What they’re not famous for is popping up in tree-less deserts that get less than 10cm of rain a year, and they’re almost never found in luxury housing developments. But Dubai does like to be different, so.

Image: Damac Properties.

The piece continues:

Visitors will be taken on a journey through the jungle, starting on ground level, before climbing up into the canopy as they learn about the habitat’s flora and fauna.

Those with a thrill for heights will be able to fly through the treetops on a zip wire or just relax in the Rainforest spa, the latter of which will offer hydrothermal treatments among rock pools and steam baths.
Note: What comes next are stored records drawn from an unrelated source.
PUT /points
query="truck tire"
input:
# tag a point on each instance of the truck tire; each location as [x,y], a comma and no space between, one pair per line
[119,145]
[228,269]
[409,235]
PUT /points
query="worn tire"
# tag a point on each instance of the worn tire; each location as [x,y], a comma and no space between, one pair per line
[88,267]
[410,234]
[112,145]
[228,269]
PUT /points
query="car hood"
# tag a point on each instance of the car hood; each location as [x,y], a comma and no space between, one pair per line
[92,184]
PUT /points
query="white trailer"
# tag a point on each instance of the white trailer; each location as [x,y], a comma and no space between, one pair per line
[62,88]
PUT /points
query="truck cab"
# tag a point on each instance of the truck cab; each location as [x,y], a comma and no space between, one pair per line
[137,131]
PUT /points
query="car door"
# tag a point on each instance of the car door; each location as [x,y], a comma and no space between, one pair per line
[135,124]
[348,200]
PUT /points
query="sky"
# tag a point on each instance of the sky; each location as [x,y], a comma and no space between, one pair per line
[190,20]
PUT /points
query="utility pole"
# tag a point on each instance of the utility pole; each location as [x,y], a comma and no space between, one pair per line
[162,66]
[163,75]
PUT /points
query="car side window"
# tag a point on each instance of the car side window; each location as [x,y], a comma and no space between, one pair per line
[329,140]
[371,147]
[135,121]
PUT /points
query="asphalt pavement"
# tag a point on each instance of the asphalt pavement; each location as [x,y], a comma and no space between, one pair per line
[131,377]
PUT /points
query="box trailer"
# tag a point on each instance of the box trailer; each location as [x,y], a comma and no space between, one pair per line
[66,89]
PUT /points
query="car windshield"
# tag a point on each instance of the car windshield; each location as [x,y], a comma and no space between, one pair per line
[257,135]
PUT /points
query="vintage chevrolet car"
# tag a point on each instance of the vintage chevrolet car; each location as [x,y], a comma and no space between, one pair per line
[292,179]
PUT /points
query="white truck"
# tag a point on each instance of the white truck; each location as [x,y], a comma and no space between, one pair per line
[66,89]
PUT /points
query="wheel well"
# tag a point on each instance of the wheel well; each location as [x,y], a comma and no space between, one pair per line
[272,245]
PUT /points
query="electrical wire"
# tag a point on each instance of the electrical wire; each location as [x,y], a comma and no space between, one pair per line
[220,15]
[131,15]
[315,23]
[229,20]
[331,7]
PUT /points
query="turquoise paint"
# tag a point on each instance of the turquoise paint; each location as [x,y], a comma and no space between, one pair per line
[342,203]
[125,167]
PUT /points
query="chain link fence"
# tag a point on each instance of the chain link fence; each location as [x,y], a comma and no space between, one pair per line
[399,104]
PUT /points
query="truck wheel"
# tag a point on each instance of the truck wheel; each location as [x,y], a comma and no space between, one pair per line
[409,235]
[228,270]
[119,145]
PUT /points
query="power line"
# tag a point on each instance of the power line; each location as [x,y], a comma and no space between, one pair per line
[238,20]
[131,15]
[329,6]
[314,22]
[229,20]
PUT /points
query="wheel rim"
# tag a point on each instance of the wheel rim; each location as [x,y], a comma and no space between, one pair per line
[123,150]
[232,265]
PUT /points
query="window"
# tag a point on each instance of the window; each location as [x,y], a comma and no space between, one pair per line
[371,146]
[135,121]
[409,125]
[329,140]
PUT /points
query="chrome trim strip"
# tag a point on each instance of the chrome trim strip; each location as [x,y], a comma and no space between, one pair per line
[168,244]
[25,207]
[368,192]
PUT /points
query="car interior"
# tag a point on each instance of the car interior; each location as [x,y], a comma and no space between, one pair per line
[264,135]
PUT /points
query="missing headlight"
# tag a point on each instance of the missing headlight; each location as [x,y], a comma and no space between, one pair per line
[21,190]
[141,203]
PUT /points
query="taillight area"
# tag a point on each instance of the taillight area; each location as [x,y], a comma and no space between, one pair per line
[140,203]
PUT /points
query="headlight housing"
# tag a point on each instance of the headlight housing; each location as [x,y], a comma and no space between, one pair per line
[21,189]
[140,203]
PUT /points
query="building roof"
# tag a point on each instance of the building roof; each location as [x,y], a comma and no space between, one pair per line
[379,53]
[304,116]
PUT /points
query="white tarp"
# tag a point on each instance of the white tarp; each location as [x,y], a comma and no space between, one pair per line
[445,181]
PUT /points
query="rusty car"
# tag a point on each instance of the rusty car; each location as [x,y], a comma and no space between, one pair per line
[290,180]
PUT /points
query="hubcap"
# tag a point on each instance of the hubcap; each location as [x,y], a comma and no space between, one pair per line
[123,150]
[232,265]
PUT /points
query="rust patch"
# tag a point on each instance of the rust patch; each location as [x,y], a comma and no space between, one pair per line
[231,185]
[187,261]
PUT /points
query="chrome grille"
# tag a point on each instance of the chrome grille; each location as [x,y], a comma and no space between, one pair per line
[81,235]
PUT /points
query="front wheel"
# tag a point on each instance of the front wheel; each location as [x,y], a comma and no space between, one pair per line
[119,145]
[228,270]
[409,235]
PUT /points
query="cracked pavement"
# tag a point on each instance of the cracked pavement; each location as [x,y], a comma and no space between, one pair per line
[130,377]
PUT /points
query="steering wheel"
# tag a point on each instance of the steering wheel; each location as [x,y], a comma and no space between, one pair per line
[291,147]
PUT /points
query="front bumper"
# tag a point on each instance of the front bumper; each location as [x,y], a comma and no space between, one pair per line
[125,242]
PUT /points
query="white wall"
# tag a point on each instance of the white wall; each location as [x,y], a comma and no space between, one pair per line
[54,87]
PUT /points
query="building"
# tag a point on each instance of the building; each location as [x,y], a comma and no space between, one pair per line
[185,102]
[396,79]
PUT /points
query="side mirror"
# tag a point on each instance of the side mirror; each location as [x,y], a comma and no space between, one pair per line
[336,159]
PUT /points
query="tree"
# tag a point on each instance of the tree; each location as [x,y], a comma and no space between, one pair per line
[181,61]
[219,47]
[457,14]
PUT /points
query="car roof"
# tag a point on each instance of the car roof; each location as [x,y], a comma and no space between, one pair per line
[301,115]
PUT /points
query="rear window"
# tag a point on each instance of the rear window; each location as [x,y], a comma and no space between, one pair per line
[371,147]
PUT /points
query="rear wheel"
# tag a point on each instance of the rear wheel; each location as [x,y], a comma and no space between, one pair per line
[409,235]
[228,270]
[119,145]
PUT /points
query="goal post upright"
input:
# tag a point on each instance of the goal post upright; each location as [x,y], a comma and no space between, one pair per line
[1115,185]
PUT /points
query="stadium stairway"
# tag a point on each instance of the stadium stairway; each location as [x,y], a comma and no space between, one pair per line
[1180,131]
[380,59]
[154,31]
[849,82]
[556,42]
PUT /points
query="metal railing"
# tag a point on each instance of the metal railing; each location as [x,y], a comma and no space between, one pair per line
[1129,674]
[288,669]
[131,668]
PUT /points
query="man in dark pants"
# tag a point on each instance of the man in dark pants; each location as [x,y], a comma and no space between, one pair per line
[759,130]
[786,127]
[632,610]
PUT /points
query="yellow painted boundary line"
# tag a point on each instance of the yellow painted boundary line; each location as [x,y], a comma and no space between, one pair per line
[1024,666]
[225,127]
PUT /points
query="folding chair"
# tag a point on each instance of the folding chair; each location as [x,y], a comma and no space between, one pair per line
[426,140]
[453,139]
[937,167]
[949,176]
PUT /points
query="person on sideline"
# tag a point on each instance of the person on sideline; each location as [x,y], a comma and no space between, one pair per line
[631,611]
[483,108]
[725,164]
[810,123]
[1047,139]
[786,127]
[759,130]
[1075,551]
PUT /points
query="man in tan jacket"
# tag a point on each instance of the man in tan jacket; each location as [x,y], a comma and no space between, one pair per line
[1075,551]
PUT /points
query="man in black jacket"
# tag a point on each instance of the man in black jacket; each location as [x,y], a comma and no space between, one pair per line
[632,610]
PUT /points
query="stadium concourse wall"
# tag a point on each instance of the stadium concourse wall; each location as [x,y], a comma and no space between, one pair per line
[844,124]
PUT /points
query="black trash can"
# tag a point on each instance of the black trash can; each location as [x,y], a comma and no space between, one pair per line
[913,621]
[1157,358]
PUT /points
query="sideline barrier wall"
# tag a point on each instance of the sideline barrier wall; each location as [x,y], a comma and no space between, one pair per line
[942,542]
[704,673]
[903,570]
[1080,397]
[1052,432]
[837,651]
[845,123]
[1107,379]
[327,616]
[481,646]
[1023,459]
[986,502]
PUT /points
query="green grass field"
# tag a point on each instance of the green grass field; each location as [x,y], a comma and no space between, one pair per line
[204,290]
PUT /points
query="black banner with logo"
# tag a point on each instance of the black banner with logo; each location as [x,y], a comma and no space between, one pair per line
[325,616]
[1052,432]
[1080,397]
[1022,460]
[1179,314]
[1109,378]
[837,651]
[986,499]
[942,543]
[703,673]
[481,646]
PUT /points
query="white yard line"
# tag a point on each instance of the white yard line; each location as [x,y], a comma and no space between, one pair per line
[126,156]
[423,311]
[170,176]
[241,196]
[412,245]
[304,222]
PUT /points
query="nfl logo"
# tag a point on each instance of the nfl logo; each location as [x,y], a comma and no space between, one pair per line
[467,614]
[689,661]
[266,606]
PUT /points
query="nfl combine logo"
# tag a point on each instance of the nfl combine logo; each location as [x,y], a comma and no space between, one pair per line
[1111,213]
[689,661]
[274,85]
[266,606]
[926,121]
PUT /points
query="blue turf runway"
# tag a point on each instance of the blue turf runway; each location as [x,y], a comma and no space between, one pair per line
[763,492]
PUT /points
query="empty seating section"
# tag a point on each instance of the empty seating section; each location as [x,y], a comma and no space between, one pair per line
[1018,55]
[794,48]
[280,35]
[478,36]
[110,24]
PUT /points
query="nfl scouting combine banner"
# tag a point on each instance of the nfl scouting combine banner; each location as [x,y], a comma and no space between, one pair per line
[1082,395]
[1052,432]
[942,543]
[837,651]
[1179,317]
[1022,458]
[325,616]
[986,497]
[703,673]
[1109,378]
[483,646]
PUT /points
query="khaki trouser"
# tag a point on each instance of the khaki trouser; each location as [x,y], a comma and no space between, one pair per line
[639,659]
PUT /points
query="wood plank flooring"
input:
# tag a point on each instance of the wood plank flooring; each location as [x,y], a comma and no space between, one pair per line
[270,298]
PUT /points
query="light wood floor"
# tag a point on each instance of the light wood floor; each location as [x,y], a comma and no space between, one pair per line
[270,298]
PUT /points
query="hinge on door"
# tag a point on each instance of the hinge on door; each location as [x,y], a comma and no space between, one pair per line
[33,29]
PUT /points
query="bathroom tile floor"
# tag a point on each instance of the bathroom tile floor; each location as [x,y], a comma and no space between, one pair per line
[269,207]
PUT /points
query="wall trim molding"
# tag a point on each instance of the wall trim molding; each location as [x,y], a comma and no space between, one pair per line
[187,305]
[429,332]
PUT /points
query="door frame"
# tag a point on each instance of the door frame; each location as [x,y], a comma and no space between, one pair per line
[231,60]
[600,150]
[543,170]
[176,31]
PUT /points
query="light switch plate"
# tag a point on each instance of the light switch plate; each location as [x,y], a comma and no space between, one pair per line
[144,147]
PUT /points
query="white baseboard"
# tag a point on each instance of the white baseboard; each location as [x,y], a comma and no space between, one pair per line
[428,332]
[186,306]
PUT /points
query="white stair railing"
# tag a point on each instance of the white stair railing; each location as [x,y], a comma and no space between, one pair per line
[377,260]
For those who like their day trips to massively resource-hungry pretend biomes to come with a side order of irony, the new development will be right next to the Trump World Golf Club. Which is another project sucking up enormous amounts of the region’s scarce water supply, and which is ultimately owned by this guy:

Dubai’s media is normally pretty supportive of the various Ozymandian construction projects going on in the Emirate. So it’s a measure of the sheer ludicrousness of this rainforest thing that The National actually quoted a local academic who obviously thinks the whole thing is insane:

Dr Ali El-Keblawy, associate professor at the University of Sharjah and director of the Sharjah Seed Bank and Herbarium, said the project’s expected high water footprint is likely unsustainable in a desert climate.

“To create an artificial forest in such harsh conditions, they are challenging nature,” he said.

Well, that’s one point of view. But another is that “nature” was invented by Communists in the 1980s as a way of discrediting capitalism, so it could go either way.

Anyway, tl:dr: we’re living in the end times.